Everything I Dislike About All Time Low
By: thebiterphobia

🔴 The History🔴

So in the heat of my bands and all, I came across a band called All Time Low. I liked how chill and relaxed it was compared to PTV and SWS and all that. Pic even went to their concert and I still have the shirt someone shot at my Dad.

And I still like the song "Love Like War". So there's that. But here's some things I don't like about the band now that I've stepped out of the fandom.

🔴 The Anxiety 🔴

I related a fudge ton to the main dude, Alex Gaskarth, bc he had anxiety. I had severe anxiety, like tears at the thought of talking to people. And I thought we were like the same bc we both had anxiety.

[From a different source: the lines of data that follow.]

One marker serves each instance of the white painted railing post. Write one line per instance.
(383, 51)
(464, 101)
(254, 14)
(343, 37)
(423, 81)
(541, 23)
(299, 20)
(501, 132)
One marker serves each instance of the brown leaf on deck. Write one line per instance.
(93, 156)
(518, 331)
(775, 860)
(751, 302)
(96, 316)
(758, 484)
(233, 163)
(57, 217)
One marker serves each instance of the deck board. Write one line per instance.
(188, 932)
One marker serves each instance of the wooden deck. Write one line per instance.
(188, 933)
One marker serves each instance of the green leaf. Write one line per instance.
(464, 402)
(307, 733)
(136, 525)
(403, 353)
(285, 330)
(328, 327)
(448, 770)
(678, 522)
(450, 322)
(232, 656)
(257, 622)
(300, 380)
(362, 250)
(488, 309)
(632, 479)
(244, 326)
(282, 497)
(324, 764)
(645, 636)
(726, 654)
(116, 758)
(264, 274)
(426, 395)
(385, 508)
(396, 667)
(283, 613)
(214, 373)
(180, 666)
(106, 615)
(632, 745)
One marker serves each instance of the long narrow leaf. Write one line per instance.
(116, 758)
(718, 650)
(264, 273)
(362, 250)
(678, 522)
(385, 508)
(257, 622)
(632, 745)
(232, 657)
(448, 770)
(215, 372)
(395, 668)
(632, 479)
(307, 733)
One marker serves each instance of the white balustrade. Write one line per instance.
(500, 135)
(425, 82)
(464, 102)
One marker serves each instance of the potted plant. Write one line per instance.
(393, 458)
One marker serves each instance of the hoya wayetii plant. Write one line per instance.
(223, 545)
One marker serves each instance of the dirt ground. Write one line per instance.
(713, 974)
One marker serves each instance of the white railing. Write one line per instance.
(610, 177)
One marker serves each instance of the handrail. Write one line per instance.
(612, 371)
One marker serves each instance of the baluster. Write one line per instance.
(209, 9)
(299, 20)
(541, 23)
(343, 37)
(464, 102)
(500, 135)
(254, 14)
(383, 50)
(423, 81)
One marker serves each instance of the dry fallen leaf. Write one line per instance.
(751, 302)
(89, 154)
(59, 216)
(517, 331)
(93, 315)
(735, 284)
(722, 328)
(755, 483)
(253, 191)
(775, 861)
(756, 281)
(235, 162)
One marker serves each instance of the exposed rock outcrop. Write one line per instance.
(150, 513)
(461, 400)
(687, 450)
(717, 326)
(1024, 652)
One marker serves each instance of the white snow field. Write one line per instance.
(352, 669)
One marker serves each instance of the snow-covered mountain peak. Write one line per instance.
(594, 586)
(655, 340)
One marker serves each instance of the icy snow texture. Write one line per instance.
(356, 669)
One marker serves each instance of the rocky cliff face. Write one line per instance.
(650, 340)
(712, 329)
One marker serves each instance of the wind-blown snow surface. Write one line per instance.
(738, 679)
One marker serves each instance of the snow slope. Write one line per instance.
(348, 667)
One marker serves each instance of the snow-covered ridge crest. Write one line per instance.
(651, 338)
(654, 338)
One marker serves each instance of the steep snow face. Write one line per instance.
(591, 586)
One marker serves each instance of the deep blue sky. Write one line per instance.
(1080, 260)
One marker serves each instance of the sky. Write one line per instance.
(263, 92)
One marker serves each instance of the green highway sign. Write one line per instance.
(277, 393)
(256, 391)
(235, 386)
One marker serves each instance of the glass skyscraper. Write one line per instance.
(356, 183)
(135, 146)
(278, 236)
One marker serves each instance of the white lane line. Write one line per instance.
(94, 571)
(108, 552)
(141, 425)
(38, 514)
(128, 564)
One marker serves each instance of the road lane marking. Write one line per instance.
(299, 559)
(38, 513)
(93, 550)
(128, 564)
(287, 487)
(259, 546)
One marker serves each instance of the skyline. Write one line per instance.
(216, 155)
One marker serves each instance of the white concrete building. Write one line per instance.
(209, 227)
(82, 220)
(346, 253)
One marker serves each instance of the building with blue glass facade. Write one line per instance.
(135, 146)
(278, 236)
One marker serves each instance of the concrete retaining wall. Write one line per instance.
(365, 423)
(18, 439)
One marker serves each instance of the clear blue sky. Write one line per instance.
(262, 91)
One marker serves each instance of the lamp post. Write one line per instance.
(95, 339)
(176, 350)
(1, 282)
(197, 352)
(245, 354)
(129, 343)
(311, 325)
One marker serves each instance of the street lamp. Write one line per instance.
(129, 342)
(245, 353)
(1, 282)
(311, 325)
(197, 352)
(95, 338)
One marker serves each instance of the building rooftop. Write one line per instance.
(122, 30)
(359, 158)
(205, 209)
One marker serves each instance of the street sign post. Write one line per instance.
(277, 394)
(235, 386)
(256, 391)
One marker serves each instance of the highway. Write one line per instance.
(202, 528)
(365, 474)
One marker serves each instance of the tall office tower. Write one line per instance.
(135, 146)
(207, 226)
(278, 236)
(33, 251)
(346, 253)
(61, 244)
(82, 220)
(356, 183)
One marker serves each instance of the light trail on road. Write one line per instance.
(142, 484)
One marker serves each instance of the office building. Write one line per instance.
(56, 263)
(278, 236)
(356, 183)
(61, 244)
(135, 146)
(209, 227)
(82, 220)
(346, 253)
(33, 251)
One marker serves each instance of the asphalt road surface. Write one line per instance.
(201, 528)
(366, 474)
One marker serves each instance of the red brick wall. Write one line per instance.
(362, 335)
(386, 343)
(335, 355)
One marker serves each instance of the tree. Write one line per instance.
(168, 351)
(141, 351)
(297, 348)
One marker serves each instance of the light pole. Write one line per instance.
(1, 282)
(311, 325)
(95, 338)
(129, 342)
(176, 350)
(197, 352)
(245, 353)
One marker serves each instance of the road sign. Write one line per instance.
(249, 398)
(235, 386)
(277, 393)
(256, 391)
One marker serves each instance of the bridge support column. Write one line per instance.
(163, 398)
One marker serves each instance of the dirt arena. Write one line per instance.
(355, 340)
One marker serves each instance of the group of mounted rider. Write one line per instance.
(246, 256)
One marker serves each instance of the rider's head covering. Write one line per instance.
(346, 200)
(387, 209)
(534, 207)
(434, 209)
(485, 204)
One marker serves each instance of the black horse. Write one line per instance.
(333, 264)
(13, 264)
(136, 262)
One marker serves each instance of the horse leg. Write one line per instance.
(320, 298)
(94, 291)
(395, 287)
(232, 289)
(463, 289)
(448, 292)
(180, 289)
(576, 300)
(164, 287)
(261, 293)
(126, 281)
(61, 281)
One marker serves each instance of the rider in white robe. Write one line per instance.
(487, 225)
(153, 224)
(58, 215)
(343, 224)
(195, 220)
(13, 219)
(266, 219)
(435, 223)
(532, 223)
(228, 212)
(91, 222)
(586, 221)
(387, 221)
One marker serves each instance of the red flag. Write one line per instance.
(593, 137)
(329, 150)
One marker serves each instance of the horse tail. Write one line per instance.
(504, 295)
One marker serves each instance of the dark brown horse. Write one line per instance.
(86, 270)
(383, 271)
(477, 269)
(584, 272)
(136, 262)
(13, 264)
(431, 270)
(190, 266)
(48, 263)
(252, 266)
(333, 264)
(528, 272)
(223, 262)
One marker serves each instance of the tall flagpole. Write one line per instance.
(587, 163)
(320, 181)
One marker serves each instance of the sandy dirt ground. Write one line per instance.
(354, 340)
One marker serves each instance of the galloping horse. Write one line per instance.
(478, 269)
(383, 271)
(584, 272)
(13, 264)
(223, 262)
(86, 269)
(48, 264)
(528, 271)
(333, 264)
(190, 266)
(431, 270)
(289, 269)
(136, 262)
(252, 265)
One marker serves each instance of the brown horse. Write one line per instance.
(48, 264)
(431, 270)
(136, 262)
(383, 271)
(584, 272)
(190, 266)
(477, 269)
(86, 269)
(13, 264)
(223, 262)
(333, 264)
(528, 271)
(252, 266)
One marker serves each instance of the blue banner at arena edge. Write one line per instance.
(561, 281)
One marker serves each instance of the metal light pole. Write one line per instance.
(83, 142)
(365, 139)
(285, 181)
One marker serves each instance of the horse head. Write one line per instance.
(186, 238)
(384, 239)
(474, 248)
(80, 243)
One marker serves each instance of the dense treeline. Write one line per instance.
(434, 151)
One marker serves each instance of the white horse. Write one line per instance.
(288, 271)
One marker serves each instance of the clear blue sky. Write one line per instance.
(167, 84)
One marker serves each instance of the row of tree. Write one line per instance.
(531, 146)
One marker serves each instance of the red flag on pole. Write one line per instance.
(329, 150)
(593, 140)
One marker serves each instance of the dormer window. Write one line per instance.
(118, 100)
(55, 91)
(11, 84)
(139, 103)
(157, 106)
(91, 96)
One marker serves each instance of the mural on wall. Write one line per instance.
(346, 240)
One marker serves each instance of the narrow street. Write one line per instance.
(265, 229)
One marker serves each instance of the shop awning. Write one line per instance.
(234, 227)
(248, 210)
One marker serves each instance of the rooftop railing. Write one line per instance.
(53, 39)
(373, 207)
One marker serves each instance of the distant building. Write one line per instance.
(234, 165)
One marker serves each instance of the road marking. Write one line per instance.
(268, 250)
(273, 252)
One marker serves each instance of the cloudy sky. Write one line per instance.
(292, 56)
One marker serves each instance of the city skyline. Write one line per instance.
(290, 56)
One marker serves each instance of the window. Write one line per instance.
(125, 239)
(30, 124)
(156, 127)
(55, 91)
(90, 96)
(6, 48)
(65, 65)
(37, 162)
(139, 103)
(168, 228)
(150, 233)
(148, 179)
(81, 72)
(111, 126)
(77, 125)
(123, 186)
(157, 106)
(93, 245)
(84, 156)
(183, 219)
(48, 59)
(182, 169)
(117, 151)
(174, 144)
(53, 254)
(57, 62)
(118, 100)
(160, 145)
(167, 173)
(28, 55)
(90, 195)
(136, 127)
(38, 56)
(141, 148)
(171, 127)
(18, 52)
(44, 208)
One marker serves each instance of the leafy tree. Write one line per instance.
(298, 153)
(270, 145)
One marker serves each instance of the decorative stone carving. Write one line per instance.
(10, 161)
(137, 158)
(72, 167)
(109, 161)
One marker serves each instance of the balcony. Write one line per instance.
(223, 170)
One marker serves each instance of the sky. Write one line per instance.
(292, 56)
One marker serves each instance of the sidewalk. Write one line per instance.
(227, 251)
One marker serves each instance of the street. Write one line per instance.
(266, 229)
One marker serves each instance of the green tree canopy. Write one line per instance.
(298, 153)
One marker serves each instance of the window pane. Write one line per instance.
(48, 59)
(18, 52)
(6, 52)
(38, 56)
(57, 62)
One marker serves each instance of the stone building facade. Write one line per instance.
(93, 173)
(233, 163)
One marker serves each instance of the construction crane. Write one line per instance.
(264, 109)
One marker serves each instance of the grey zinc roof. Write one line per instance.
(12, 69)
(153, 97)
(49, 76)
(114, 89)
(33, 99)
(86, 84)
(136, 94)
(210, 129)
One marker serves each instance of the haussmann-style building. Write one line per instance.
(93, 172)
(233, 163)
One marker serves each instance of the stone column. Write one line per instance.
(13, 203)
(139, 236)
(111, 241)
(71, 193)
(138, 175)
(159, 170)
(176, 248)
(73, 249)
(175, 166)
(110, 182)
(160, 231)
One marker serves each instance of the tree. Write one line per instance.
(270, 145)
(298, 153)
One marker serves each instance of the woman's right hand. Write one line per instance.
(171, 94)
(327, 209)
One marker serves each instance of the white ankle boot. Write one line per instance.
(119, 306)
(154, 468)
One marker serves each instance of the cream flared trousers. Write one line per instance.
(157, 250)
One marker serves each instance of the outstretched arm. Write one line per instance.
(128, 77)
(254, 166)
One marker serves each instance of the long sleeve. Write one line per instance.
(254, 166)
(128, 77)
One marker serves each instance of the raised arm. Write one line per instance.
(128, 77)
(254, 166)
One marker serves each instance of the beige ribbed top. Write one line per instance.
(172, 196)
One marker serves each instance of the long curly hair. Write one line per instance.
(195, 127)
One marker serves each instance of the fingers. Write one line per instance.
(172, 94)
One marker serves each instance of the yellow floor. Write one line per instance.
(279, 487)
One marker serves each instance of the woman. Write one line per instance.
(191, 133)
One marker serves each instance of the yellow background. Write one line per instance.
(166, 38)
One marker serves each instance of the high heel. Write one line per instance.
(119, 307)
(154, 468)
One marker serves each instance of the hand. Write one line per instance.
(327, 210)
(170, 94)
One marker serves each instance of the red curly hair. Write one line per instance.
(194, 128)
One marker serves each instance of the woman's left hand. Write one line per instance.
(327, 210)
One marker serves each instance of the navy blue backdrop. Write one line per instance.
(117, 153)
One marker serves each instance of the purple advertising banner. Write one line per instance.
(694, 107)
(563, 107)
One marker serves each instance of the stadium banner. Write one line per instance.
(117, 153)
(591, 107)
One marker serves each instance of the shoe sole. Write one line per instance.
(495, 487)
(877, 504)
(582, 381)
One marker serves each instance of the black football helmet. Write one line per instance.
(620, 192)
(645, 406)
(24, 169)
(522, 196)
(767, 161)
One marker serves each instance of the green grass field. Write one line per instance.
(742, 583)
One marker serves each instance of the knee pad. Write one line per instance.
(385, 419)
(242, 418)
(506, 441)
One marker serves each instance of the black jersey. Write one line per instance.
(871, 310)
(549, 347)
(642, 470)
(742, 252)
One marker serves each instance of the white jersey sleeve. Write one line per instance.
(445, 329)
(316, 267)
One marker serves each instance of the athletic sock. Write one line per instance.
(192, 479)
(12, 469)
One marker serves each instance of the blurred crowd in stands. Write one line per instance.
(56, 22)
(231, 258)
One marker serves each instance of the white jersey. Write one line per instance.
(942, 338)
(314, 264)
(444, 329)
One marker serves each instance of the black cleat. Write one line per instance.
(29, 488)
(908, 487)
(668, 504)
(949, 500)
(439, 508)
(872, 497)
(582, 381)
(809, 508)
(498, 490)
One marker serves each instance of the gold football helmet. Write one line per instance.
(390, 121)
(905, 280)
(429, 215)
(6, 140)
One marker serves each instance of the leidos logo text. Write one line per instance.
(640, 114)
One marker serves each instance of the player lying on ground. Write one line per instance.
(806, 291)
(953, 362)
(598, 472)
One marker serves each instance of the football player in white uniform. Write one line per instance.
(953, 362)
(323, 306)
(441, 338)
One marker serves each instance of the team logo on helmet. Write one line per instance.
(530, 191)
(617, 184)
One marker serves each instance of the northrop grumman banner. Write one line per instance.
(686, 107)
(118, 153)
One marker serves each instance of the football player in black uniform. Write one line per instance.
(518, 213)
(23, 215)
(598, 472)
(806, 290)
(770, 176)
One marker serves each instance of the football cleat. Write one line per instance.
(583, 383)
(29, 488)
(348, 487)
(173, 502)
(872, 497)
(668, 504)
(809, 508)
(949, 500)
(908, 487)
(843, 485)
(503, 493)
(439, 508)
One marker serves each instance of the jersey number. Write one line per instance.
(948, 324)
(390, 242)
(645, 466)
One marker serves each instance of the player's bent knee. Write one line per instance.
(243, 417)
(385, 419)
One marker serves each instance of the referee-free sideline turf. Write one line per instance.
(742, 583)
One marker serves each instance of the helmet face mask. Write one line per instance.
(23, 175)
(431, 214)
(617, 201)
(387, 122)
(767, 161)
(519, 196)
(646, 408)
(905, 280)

Truth be told, I know now that it wasn't like that. For the exception of his brother dying, he basically is leagues under me with the whole anxiety thing. Like the song "Therapy" used to be my fave until I realized it was just him blitching and moaning about somewhere that he's never even been.

And Ik I've said this before, but it's just always felt like since I'm not fat, gay and white that they aren't talking about me. And that's the main reason why.

They weren't there for me.
There music wasn't made for me,you feel?

🔴 The Little Fake Arse "Jalex" 🔴

Idk why they or anyone endorses this. It's so fake. Like Marshall and Curtis' relationship is more believable than that...

🔴 Future Hearts 🔴

I mostly liked the Don't Panic album but the Future Hearts album I hated. It was just not my style or really theirs. And since that's what their mostly endorsing then uhh no.

🔴 The Fans🔴

Now my friend Colleen is like super nice and some of the people I hung out with at the concert were total sweethearts. But some of y'all are little sluts. Like this emo girl was tryna talk shlit about me behind my back with my dad.

She legit was like "Who invited the black girl?" And I had to restrict myself not to strangle her anorexic arse. Like skank, say that one more time. I dare you.

And that just kinda made me feel alone though. Like I wasn't supposed to be there. Yeah, so there's that.

That's about it for now. To me, they're just kinda fake and don't really resonate with me like they used to. And now you know why.